Memang satu sisi para elit politik borjuasi bekerja cukup sistematis kalau dilihat dari struktur kerja
partai yang dibentuk secara nasional sampai tingkatan struktur paling rendah, dengan memanfaatkan
kesadaran politik massa yang masih terbelakang secara politik karenma memang partai-partai borjuasi
tidak pernah melakukan pendidikan politik pada rakyat.

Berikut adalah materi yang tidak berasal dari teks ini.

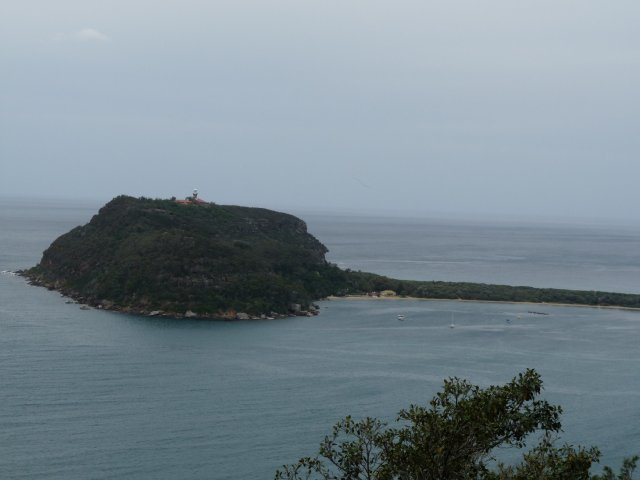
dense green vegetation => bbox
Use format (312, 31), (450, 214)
(350, 272), (640, 308)
(276, 370), (638, 480)
(22, 196), (640, 318)
(23, 196), (352, 316)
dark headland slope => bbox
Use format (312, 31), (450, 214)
(21, 196), (640, 318)
(23, 196), (356, 317)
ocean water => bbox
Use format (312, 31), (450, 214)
(0, 200), (640, 479)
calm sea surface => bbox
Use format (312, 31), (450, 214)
(0, 200), (640, 479)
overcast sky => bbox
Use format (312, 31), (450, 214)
(0, 0), (640, 223)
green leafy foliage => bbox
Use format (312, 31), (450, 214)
(23, 196), (640, 316)
(275, 370), (638, 480)
(25, 196), (344, 315)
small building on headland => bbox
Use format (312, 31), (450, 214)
(176, 188), (208, 205)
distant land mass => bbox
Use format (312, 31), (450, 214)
(20, 192), (640, 319)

Selain itu semua partai melakukan perangkulan atau rekrutmen terhadap para aktivitis-aktivitas
yang sudah memiliki pengalaman aktivitas politik khususnya digerakan mahasiswa. Inilah yang disebut
sebagai broker-broker politik. Posisi mereka cukup jelas yaitu sebagai agen-agen elit politik borjuasi
untuk meredam kesadaran massa dengan mengatasnamakan kepentingan rakyat. Sebuah pilihan
pragmatis-opportunis dari tawaran kenyamanan-kenyamanan individual dengan menjual dan
menggadaikan prinsip perjuangan mereka.
Yang cukup menarik dari cara bekerja mereka adalah mencoba secara terus menerus
membangun organisasi tak peduli bentuk dan isinya seperti apa yang jelas organisasi yang mereka buat
bertujuan untuk memobilisasi massa sebagaimana keinginan tuan mereka para elit politik borjuasi dan
para pengusaha seperti APINDO. Dan hari inipun menjelang satu tahun rezim borjuasi SBY-
Boediono berkembang cukup masif terjadi dan menariknya lagi mereka mencoba membangun aliansi
multisektor.
Perjuangan sungguh-sungguh gerakan rakyat coba akan di nodai oleh partai borjuasi dan para
pekerja mereka dengan menawarkan solusi-solusi yang sama sekali tidak berbeda ketika berkampaye
menjelang pemilu seperti kampaye ekonomi kerakyatan ala GERINDRA, ala PDI-P dan ala tokoh-
tokoh intelektual borjuasi.
Atas semua itu gerakan rakyat harus berhati-hati dengan tipu muslihat mereka apalagi hari
menjelang satu tahun rezim borjuasi sudah satu pandangan bahwa pemerintah SBY-Boediono, legislatif
telah gagal mensejahterakan rakyat. Mereka sedang memanfaatkan kekacoan situasi ekonomi politik
nasional untuk mendapatkan simpati dan legitimasi dari rakyat.